The Americans have so far strengthened their position, that there is a sort of fort, called Fort Brady, with two companies of regulars; and in and about the village are scattered a thousand people of every possible colour and origin, a great portion being, of course, half-breeds and Indians. The American Fur Company has also a post at this place, one of the very few remaining; for the fur trade in these regions is rapidly declining by the extirpation of the animals which sustained it.

The American government have projected a ship canal to avoid these rapids; and, if that is completed, a vast trade will soon grow up.

About a mile above the village is the landing-place from Lake Superior, at the head of the rapids; there the strait is broad and deep; but, until steamers are built, sailing vessels suffer the disadvantage of being moveable out of the harbour by an east wind only, and this wind does not blow there oftener than once a month. It is probable that a proper harbour will be constructed at the foot of the lake, fifteen miles above.

These rapids have derived their French name Sault from their rushing and leaping motion; but they are very insignificant when compared to the Longue Sault on the St. Lawrence, as the inhabitants cross them in canoes.

I cannot describe them more minutely than Mrs. Jameson has done in her "Summer Rambles." She crossed them, and must have experienced some trepidation, for it requires a skilful voyageur to steer the canoe; and it is surprising with what dexterity the Indian will shoot down them as swiftly as the water can carry his fragile vessel. The Indians, however, consider such feats much in the same light as a person fond of boating would think of pulling a pair of oars, or sculling himself across the current of a rivulet. I was once subjected to a rather awkward exemplification of this fact. Being on a hurried journey, and expecting to be frozen in, as it is called, before I could terminate it; I hired an Indian and his little canoe, just big enough to hold us both, and pushed through by-ways in the forest streams and portages. We were paddling merrily along a pretty fair stream, which ran fast, but appeared to reach many miles ahead of us; when, all of a sudden, my guide said, "Sit fast." I perceived that the water was moving much more rapidly than it had hitherto done, and that the Indian had wedged himself in the stern, and was steering only with the paddle. We swept along merrily for a mile, till "The White Horses," as the breakers are called, began to bob their heads and manes. "Hold fast!" ejaculated the Red Man. I laid hold of both edges of the canoe, firm as a rock, and in a moment the horrid sound of bursting, bubbling, rushing waters was in mine ears; foam and spray shut out every thing; and away we went, down, down, down, on, on, on, as swift as thought, until, all of a sudden, the little buoyant piece of birch-bark floated like a swan upon the bosom of the tranquil waters, a mile beyond the Fall, for such indeed it might be called, the absolute difference of level having been twelve feet.
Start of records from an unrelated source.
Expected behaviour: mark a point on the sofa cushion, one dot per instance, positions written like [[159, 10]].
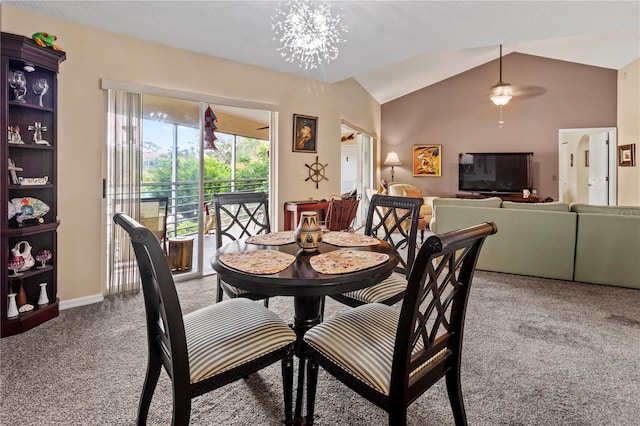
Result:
[[400, 190], [606, 210], [555, 206], [608, 249], [528, 242], [494, 202]]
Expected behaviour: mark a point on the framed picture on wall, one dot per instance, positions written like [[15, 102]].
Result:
[[627, 155], [305, 133], [427, 160]]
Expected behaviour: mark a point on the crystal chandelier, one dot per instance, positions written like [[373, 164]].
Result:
[[501, 92], [307, 32]]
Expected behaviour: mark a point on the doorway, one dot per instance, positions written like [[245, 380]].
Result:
[[587, 166], [356, 165]]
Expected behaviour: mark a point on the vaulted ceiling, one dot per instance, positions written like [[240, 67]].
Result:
[[392, 48]]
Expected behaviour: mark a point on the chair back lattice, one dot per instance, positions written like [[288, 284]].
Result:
[[431, 325], [165, 327], [240, 214], [341, 213], [395, 220]]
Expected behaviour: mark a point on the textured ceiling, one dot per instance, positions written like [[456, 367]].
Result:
[[393, 47]]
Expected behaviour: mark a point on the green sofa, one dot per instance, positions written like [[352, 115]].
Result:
[[608, 245], [594, 244]]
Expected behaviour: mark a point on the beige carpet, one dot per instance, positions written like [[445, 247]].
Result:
[[536, 352]]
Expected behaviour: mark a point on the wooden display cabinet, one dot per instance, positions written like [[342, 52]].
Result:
[[23, 110]]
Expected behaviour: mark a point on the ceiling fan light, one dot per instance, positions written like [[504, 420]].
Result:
[[501, 93]]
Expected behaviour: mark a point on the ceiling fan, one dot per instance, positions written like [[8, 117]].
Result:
[[501, 93]]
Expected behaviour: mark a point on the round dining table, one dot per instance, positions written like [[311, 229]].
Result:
[[307, 286]]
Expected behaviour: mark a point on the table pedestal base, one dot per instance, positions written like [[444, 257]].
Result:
[[307, 312]]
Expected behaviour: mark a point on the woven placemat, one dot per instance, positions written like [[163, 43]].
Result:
[[263, 262], [349, 239], [344, 261]]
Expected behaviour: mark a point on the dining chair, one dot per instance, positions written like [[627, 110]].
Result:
[[239, 215], [205, 349], [394, 220], [391, 356], [341, 213], [153, 215]]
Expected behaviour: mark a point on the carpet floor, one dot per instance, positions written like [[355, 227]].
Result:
[[536, 352]]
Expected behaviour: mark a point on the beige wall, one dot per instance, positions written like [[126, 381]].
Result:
[[629, 131], [458, 114], [93, 54]]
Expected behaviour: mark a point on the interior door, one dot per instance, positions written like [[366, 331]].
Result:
[[599, 169]]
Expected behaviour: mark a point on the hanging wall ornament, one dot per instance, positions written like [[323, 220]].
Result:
[[209, 129]]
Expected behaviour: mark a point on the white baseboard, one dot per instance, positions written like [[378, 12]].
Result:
[[81, 301]]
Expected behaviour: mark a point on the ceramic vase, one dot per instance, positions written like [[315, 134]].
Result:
[[12, 311], [21, 298], [43, 299], [308, 233]]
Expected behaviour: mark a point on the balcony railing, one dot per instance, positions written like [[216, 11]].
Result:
[[182, 217]]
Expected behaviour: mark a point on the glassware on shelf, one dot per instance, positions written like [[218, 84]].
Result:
[[18, 82], [44, 298], [40, 87], [43, 256], [12, 310], [15, 264]]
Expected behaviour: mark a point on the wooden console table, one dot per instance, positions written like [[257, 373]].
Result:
[[518, 198], [292, 210]]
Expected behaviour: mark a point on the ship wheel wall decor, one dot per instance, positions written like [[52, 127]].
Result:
[[316, 172]]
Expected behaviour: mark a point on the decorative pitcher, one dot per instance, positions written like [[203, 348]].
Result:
[[308, 233], [12, 310], [23, 250]]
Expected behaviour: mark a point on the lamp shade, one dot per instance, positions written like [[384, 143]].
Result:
[[392, 159]]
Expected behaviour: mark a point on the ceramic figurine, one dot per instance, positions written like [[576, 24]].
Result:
[[46, 40], [308, 234]]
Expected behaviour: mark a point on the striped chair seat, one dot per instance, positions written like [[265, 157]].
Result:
[[347, 340], [379, 293], [231, 333], [234, 291]]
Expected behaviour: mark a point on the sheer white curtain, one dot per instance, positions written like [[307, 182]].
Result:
[[122, 189]]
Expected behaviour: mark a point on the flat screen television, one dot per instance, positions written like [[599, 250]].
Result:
[[495, 172]]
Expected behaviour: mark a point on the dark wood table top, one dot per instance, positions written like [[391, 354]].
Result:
[[300, 279]]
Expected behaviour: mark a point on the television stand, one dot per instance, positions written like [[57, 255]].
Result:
[[505, 197]]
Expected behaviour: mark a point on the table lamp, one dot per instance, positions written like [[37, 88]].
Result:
[[392, 160]]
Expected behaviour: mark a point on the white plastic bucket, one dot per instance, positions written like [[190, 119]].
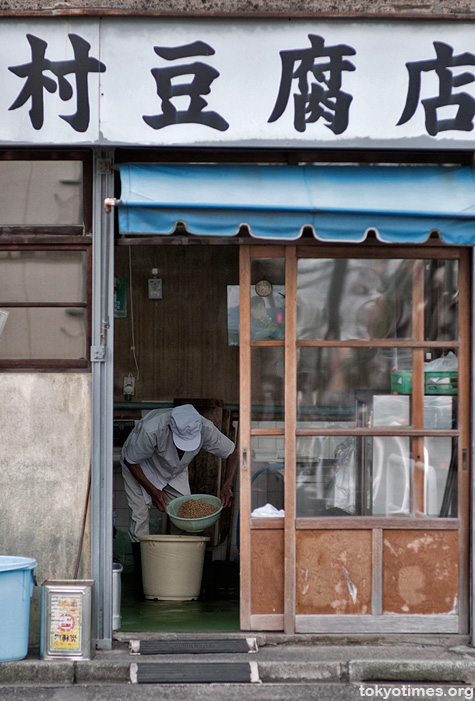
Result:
[[172, 566], [116, 595], [16, 588]]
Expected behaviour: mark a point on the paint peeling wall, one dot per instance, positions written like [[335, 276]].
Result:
[[253, 7], [44, 470]]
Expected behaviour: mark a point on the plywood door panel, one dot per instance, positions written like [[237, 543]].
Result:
[[267, 571], [334, 572], [420, 572], [181, 340]]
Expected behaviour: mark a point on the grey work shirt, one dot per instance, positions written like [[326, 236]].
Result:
[[151, 446]]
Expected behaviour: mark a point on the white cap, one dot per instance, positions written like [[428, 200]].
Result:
[[186, 424]]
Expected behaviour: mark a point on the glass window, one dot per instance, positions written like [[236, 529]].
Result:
[[43, 300], [346, 299], [41, 332], [267, 387], [440, 477], [267, 299], [267, 476], [41, 193], [42, 276], [441, 300], [333, 382]]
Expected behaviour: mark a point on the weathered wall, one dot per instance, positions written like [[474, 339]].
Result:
[[181, 340], [252, 7], [44, 468]]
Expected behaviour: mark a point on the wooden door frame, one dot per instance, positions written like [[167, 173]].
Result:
[[376, 622]]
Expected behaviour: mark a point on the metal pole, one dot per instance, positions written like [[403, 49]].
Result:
[[102, 398]]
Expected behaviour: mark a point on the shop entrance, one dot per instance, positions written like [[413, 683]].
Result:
[[175, 342], [354, 411]]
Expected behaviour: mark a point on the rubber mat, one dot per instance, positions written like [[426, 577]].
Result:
[[192, 646], [194, 673]]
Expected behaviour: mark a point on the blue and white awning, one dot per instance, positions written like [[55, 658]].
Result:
[[402, 204]]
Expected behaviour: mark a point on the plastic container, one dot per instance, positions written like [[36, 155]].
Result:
[[66, 619], [172, 566], [434, 382], [194, 525], [16, 588], [116, 595]]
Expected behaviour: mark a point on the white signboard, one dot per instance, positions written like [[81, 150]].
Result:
[[272, 83]]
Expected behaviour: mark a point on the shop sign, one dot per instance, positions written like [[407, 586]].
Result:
[[272, 83]]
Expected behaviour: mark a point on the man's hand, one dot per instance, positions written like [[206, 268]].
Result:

When at ease again, I looked at the imperturbable savage and said, "What made you take the Fall? was not the détour passable?"—"Yes, suppose it was! Fall better!"—"But is it very dangerous?"—"Yes, suppose, sometime!"—"Any canoes ever lost there?"—"Yes, sometime; one two, tree days ago, there!" pointing to a large rock in the middle of the narrowest part above our heads.—"Did you come down there?"—"Yes, suppose, did!"

Then, thought I to myself, I shall not trust my body to your guidance in future without knowing something of the route beforehand; but I afterwards got accustomed to these taciturn sons of the forest.

The Falls of St. Marie are celebrated as a fishing place; and the white fish caught there are reckoned superior to those taken in any other part of Lake Huron. The fishery is picturesque enough, and is carried on in canoes, manned usually by two Indians or half-breeds, who paddle up the rapids as far as practicable. The one in the bow has a scoop-net, which he dips, as soon as one of these glittering fish is observed, and lands him into the canoe. Incredible numbers of them are taken in this simple manner; but it requires the canoemanship and the eye of an Indian.

The French still show their national characteristics in this remote place. They first settled here before the year 1721, as Charlevoix states; and, in 1762, Henry, a trader on Lake Huron, found them established in a stockaded fort, under an officer of the French army. The Jesuits visited Lake Superior as early as 1600; and in 1634 they had a rude chapel, the first log hut built so far from civilization, in this wilderness. At present, the population are French, Upper Canadians, English, Scotch, Yankees, Indians, half-breeds.

The climate is healthy, very cold in winter, with a short but very warm summer, and always a pure air. Here the Aurora Borealis is seen in its utmost glory. In summer there is scarcely any night; for the twilight lasts until eleven o'clock, and the tokens of the returning sun are visible two hours afterwards.